Dubai: The International Air Transport Association (IATA) released estimates showing that global Sustainable Aviation Fuel (SAF) production is expected to reach around 2.4 million tonnes in 2026, representing just 0.8% of aviation fuel use, at a cost to airlines of $4.3 billion.
According to Emirates News Agency, Willie Walsh, IATA's Director General, expressed concerns about the current trajectory of SAF production. Five years after the commitment to achieve net zero by 2050, SAF production is projected to account for a mere 0.8% of airline fuel use this year. Walsh highlighted the challenges posed by ineffective government policies and limited interest from oil companies, which are complicating efforts to meet the target of 65% SAF use by 2050. He emphasized the need for urgency in developing renewables, including SAF, in light of the current energy challenges, energy independence goals, job creation, and climate change mitigation.
To expedite the scaling-up of SAF, IATA has identified four key priorities for coordinated action. The first priority is expanding the renewable energy supply to support SAF production and ensure the availability of sufficient feedstocks and clean energy. Secondly, IATA advocates for open access to fuel infrastructure, such as pipelines, storage, and airport fuel systems, to promote fair competition and efficient distribution.

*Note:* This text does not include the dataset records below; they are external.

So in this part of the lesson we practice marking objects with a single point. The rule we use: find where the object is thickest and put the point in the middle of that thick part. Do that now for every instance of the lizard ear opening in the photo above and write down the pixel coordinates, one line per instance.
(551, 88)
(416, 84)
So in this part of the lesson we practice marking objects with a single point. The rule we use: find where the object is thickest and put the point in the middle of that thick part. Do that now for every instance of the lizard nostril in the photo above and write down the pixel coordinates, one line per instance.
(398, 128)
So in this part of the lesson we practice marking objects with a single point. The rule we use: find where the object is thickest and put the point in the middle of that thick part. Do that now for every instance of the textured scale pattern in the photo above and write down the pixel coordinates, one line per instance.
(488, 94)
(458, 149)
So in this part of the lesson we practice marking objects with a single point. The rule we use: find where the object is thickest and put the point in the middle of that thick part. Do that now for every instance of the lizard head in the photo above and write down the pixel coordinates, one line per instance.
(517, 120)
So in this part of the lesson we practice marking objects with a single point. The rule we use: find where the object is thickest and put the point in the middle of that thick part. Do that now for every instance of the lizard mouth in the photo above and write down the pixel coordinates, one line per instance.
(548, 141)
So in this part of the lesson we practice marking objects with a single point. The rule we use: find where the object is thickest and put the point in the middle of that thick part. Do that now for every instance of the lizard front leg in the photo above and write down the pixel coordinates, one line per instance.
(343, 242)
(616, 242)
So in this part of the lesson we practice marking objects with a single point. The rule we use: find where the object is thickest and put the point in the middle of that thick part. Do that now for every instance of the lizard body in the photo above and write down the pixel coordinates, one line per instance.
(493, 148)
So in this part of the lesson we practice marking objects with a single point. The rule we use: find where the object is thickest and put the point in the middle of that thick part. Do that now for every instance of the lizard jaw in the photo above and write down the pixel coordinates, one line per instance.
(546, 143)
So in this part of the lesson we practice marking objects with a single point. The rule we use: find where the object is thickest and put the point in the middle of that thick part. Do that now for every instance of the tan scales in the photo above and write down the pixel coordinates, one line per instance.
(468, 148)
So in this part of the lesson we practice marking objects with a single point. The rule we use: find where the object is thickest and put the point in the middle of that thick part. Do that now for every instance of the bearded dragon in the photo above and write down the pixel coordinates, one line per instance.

The third priority is to strengthen policy support through effective sequencing of production incentives and investment frameworks, providing certainty and reducing risk prior to imposing mandates. Finally, IATA calls for the establishment of a global SAF market with adequate volumes at commercially viable prices, crucial for the financial and economic sustainability of airlines. A book-and-claim system is deemed essential for transforming the SAF market into a global one, allowing accessibility to airlines and SAF producers regardless of their location. Harmonized standards are also necessary to create enduring rules and ensure fair competition.